Rabbi Ruth Langer Presents "Constructing Community: Expressions of Self and Other in Jewish Prayer"
Rabbi Ruth Langer, Ph.D., presented the 2012 Dr. Fritz Bamberger Memorial Lecture on "Constructing Community: Expressions of Self and Other in Jewish Prayer" on November 27 at the New York campus of HUC-JIR. Dr. Langer serves as the Professor of Jewish Studies, Theology Department, and Associate Director, Center for Christian-Jewish Learning, Boston College.
The Dr. Fritz Bamberger Memorial Lecture is sponsored by the Bamberger Family in memory of their father, Dr. Fritz Bamberger, z"l, who served as Assistant to the President and Professor of Jewish Intellectual History at HUC-JIR/New York.
Click here to watch Rabbi Langer's "Constructing Community: Expressions of Self and Other in Jewish Prayer."
Rabbi Ruth Langer received her Ph.D. in Jewish Liturgy in 1994 and her rabbinical ordination in 1986 from the Cincinnati campus of Hebrew Union College-Jewish Institute of Religion. She is a graduate of Bryn Mawr College and a native of Pittsburgh, Pennsylvania.
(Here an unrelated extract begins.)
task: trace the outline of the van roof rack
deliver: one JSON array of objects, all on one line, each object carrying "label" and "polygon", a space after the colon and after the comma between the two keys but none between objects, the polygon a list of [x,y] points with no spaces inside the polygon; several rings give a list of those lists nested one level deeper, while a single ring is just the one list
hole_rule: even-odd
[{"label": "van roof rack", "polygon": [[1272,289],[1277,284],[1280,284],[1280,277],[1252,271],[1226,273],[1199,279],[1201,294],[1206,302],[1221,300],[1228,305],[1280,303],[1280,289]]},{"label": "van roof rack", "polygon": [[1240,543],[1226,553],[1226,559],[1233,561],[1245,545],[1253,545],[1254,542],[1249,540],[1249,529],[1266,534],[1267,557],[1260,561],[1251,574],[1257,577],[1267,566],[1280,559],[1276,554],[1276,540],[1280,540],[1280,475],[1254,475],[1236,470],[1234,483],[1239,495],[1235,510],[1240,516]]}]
Dr. Langer writes and speaks in two major areas: the development of Jewish liturgy and ritual; and, Christian-Jewish relations. Her newest book, Cursing the Christians?: A History of the Birkat HaMinim (Oxford University Press, 2011) combines these two interests, tracing the history of a Jewish prayer that was, in its medieval forms, a curse of Christians. This volume traces the transformations in the text and the polemics around it from its putative origins in the early rabbinic period, through its censorship by the church, to its modern transformations into an inoffensive prayer that asks God to rid our world of evil.
She is also author of To Worship God Properly: Tensions between Liturgical Custom and Halakhah in Judaism (Hebrew Union College Press, 1998). This book examines the interplay between liturgical law and custom in the medieval world, investigating the tensions between rabbinic dictates and the actual practices and understandings of the community. She also co-edited Liturgy in the Life of the Synagogue (Eisenbrauns, 2005) and has published a long list of articles.
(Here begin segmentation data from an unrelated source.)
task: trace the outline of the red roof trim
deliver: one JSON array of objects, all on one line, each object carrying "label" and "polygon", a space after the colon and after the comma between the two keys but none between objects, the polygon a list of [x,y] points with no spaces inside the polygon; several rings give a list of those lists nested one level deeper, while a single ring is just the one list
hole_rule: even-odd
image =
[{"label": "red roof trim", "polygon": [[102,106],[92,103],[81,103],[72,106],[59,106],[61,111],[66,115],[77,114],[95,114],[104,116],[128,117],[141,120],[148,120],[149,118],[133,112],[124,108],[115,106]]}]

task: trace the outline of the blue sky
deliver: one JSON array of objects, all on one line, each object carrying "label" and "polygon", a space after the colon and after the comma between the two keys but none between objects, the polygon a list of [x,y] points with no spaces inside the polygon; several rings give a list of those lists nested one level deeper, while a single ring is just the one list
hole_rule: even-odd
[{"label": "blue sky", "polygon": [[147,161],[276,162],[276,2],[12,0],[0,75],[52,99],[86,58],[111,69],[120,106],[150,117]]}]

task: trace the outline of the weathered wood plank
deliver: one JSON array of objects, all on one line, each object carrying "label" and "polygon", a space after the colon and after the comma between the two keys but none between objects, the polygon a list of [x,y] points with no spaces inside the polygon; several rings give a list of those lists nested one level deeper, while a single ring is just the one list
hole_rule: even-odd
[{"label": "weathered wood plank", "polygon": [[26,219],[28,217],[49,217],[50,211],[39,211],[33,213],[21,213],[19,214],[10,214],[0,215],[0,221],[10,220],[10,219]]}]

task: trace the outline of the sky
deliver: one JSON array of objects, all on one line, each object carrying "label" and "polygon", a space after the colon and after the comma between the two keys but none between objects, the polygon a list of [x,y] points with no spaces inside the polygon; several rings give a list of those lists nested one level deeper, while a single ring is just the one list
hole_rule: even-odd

Dr. Fritz Bamberger was a noted German-Jewish scholar and specialist in Jewish intellectual history. After Hitler’s rise in Germany, he organized at great personal risk a system of schools from kindergarten to college for Jewish students expelled by the Nazis from public schools. In 1934 he was appointed Director of the Bureau of Education for Jews in Berlin and President of the Jewish Teachers College, which was established to train general teachers for the new Jewish schools designed to meet the needs of young Jews during the Nazi era. He fled Nazi Germany to the United States in 1939, and following twenty years in the publishing field as Executive Editor of Esquire and Coronet magazines, he served as Assistant to the President and Professor of Intellectual History at HUC-JIR in New York.
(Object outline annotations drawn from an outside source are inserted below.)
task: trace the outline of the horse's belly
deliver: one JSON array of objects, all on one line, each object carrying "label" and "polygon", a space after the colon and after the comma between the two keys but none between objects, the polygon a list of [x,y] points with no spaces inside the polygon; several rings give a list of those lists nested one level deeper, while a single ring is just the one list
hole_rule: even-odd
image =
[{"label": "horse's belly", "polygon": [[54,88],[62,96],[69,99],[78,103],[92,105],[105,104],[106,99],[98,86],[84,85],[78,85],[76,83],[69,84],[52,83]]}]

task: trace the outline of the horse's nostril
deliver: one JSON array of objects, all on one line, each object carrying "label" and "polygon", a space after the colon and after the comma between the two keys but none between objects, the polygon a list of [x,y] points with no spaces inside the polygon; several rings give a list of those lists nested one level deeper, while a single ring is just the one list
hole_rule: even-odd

Founded in 1875, Hebrew Union College–Jewish Institute of Religion is the nation’s oldest institution of higher Jewish education and the academic, spiritual, and professional leadership development center of Reform Judaism. HUC-JIR educates men and women for service to American and world Jewry as rabbis, cantors, educators, and nonprofit management professionals, and offers graduate programs to scholars and clergy of all faiths. With centers of learning in Cincinnati, Jerusalem, Los Angeles, and New York, HUC-JIR’s scholarly resources comprise the renowned Klau Library, The Jacob Rader Marcus Center of the American Jewish Archives, research institutes and centers, and academic publications. In partnership with the Union for Reform Judaism and the Central Conference of American Rabbis, HUC-JIR sustains the Reform Movement’s congregations and professional and lay leaders. HUC-JIR’s campuses invite the community to cultural and educational programs illuminating Jewish history, identity, art, and archaeology, and fostering interfaith and multiethnic understanding.